What's problematic about The Voices is how it treats its female victims. Though Fiona is a superficial flake, Satrapi's decision to inject comedy into her graphic death and eventual dismemberment has an abject, distancing effect. Even worse is the implication that Lisa (Anna Kendrick), Fiona's much friendlier, likable colleague will eventually suffer the same fate. Oddly, both women are given only the most basic of characterizations; there's never any real understanding as to why Lisa would find someone as peculiar as Jerry attractive, nor is there any real sense of who Fiona is beyond her rather archetypal presentation as a flawed object of desire (an archetype Arterton has played before in Tamara Drewe, Gemma Bovery and The Disappearance of Alice Creed). It's tough to say if Satrapi is doing this deliberately to criticize the comic template of male serial killer perspective (and Perry's script) or if she's genuinely criticizing the sort of women that would make themselves prone to a man that clearly has something wrong with him. After all, both women are ultimately put at risk when they put themselves in a position of sexual availability.
Considering how secondary female characters in western culture are portrayed in Satrapi's other films — they're shrill, vapid idiots — it seems likely that the latter critique was intended, which makes the rather morbid manner in which they meet their end — think The Killer Inside Me— is as upsetting as it is, despite being presented as merely an incidental, dark comedy aspect of the film. We're constantly forced back into the perspective of Jerry, and are eventually told to feel empathy for his inner turmoil, which, considering how the final act unfolds, is played straight.

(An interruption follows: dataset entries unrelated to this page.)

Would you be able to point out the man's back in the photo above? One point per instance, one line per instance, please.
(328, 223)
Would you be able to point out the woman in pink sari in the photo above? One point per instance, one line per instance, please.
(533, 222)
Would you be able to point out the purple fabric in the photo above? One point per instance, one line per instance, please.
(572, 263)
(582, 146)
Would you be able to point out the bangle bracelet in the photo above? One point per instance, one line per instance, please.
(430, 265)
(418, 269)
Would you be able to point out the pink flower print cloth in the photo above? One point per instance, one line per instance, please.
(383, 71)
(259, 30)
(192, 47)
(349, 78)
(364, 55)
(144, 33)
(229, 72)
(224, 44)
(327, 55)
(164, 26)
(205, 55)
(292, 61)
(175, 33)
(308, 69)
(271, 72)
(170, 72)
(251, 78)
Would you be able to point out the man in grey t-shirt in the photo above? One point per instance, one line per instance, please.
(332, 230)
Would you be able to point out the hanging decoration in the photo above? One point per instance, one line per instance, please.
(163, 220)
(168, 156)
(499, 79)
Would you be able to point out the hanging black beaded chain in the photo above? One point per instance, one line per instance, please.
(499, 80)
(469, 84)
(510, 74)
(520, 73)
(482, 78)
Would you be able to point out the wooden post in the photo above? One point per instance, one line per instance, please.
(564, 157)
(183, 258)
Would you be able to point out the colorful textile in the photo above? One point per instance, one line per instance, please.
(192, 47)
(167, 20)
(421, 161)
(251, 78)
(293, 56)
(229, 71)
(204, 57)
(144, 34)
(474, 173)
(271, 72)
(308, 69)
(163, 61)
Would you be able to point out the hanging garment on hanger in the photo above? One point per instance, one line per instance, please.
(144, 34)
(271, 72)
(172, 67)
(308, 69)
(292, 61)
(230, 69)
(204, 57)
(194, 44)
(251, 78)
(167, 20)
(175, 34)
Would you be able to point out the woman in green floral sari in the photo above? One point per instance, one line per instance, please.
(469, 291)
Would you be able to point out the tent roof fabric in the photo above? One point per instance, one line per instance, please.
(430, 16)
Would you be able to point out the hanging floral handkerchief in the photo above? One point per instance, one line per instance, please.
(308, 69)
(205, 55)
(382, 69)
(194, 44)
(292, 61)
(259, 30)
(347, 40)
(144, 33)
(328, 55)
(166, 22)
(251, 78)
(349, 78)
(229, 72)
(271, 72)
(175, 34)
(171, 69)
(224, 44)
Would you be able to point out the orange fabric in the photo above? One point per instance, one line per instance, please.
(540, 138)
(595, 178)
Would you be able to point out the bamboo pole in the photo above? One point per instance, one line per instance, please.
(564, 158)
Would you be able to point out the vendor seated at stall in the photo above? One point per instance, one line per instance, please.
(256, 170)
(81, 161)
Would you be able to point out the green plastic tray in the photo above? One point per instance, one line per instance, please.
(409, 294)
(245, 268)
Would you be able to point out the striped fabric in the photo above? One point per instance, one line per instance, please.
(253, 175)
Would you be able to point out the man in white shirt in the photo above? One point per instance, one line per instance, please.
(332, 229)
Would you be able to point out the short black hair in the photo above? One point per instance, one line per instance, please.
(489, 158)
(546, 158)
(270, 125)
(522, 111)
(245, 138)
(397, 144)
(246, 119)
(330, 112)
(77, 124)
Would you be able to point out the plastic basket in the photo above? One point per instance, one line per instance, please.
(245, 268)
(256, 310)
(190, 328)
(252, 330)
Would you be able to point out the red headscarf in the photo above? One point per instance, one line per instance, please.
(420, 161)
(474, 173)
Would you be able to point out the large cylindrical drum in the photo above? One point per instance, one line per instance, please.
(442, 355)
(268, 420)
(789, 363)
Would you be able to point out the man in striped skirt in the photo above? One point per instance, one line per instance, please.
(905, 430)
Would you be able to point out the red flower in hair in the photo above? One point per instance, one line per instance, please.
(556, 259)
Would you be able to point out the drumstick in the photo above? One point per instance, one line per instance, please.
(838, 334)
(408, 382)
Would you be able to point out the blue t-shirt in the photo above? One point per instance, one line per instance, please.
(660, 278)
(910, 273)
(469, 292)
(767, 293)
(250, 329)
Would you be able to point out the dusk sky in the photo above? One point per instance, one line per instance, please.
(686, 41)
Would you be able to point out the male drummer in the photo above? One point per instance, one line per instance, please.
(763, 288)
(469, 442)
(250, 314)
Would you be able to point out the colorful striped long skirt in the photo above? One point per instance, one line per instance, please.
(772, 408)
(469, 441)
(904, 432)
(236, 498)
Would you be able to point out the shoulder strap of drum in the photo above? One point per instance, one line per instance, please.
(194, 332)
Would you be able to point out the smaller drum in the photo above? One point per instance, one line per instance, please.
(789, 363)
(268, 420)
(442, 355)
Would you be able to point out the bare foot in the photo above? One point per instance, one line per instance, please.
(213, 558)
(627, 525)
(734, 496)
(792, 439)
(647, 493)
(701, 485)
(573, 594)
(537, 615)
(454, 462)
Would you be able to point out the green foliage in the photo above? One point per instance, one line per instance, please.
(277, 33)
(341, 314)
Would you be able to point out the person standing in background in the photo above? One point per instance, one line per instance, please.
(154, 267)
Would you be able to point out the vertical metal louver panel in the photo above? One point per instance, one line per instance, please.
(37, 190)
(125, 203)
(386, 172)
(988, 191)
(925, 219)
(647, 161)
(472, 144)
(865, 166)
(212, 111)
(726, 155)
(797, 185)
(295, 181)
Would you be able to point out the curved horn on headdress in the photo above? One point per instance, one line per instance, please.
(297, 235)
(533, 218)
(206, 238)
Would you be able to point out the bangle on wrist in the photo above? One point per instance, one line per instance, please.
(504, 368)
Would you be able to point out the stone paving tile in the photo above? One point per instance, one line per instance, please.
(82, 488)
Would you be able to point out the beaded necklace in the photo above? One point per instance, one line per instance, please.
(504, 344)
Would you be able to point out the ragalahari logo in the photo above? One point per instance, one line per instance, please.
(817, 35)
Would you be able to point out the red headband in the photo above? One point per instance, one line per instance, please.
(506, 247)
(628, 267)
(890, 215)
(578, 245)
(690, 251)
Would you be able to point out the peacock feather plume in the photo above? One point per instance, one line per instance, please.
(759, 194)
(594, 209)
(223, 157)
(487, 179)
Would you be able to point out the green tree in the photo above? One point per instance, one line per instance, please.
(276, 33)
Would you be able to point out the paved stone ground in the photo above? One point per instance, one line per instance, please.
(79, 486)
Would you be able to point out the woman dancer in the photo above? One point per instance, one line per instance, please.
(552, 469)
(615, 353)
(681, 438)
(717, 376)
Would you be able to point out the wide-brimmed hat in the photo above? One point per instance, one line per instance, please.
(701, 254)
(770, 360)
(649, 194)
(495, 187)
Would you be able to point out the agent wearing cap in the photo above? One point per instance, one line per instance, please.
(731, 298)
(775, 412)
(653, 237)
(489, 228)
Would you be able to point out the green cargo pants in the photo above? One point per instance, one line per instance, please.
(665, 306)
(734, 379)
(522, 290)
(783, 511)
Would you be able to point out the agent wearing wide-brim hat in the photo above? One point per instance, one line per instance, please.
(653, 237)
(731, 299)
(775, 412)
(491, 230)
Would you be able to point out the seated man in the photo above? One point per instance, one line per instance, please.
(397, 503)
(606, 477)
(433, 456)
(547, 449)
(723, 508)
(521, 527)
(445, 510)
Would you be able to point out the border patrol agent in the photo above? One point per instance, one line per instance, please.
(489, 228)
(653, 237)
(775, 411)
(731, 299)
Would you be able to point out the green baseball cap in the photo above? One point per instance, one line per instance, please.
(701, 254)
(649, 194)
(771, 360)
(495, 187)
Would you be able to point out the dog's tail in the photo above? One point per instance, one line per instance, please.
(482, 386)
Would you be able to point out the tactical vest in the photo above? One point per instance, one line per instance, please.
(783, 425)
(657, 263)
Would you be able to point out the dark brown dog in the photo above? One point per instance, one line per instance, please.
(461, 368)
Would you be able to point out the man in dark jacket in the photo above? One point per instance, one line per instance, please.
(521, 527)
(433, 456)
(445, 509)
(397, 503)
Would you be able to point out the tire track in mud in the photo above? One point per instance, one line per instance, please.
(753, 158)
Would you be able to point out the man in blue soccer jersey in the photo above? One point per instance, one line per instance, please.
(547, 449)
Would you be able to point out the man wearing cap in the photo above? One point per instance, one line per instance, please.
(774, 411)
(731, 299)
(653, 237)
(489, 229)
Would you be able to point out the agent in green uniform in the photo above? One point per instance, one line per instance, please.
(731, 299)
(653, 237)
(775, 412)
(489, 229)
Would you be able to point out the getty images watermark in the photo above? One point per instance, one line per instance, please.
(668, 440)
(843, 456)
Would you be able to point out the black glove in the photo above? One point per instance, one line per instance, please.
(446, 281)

It's unclear of Satrapi is criticizing a culture that ultimately allows someone like this to function independently or if she's trying to understand what it must be like for someone suffering from such extreme mental illness, but regardless, the balance between victim and perpetrator is a tad problematic and ultimately undoes all of the risky, fun and highly compelling aspects of The Voices. Despite struggling to find an emotional centre to the story, the heightened stylization and sharp disconnect between subjective and objective realities — mixed with the genuinely funny interplay between Jerry and his pets — does make this weird little film rather immersive. It's just a shame it never quite comes together and has such a low opinion of women, even if that opinion was intended to be sarcastic. Unfortunately, no supplements were included with the DVD to clarify this confusion.